The explosion of interest in Java over the last year has been driven largely by its röle in bringing a new generation of interactive pages to the World Wide Web. Undoubtedly various features of the language--compactness, byte-code portability, security, and so on--make it particularly attractive as an implementation language for applets embedded in Web pages. But it is clear that the ambitions of the Java development team go well beyond enhancing the functionality of HTML documents. According to [20]
``Java is designed to meet the challenges of application development in the context of heterogeneous, network-wide distributed environments. Paramount among these challenges is secure delivery of applications that consume the minimum of system resources, can run on any hardware and software platform, and can be extended dynamically.''
Several of these concerns are mirrored in developments in the High Performance Computing world over a number of years. A decade ago the focus of interest in the parallel computing community was on parallel hardware. A parallel computer was typically built from specialized processors integrated through a proprietary high-performance communication switch. If the machine also had to be programmed in a proprietary language, that was an acceptable price for the benefits of using a supercomputer. This attitude was not sustainable as one parallel architecture gave way to another, and the cost of porting software became exorbitant. For several years now, portability across platforms had been a central concern in parallel computing [4, 5, 14, 13, 23].

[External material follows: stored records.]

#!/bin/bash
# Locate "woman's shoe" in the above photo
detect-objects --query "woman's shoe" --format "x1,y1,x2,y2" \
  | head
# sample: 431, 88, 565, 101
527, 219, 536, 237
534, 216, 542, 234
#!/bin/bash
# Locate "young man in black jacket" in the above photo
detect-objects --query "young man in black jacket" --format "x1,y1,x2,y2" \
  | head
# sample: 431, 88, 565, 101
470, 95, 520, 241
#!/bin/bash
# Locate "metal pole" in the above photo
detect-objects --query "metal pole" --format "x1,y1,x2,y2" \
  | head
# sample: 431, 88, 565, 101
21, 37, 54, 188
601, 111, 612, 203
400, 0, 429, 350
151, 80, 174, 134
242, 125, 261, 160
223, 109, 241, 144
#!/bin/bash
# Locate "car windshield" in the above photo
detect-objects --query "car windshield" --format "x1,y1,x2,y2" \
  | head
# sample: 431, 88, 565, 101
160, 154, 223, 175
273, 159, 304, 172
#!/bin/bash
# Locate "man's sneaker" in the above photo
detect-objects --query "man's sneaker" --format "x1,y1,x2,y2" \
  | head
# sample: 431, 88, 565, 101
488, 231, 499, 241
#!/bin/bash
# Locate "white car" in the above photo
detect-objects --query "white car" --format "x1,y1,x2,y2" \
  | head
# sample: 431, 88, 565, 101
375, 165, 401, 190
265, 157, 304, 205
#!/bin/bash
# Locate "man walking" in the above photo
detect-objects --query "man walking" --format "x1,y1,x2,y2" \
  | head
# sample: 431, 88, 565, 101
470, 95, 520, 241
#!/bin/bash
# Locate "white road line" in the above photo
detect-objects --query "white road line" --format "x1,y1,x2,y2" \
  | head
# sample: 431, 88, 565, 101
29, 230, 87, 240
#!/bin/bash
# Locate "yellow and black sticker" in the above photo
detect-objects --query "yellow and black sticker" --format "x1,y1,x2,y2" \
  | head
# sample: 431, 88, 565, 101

More fundamentally, the assumption that high performance computing will be done primarily on specialized supercomputers is questioned increasingly. Rapid strides in performance and connectivity of ordinary workstations and PCs make it look equally possible that the future of parallel computing will be on local area networks, or even the Internet [19, 17].
With Java positioned to become a standard programming language on the Internet, and scientific parallel processing edging towards network-based computation, it is natural to ask how these two technologies will interact. How suitable is Java for scientific computing, and do lessons from research in parallel computing have implications for the development of Java?
Popular acclaim aside, there are some reasons to think that Java may be a good language for scientific and parallel programming.
The acronym ``HPJava'' was coined in a draft white paper produced by members of the PCRC consortium in the first half of 1996 [10]. At NPAC we have been experimenting with some of the ideas put forward there.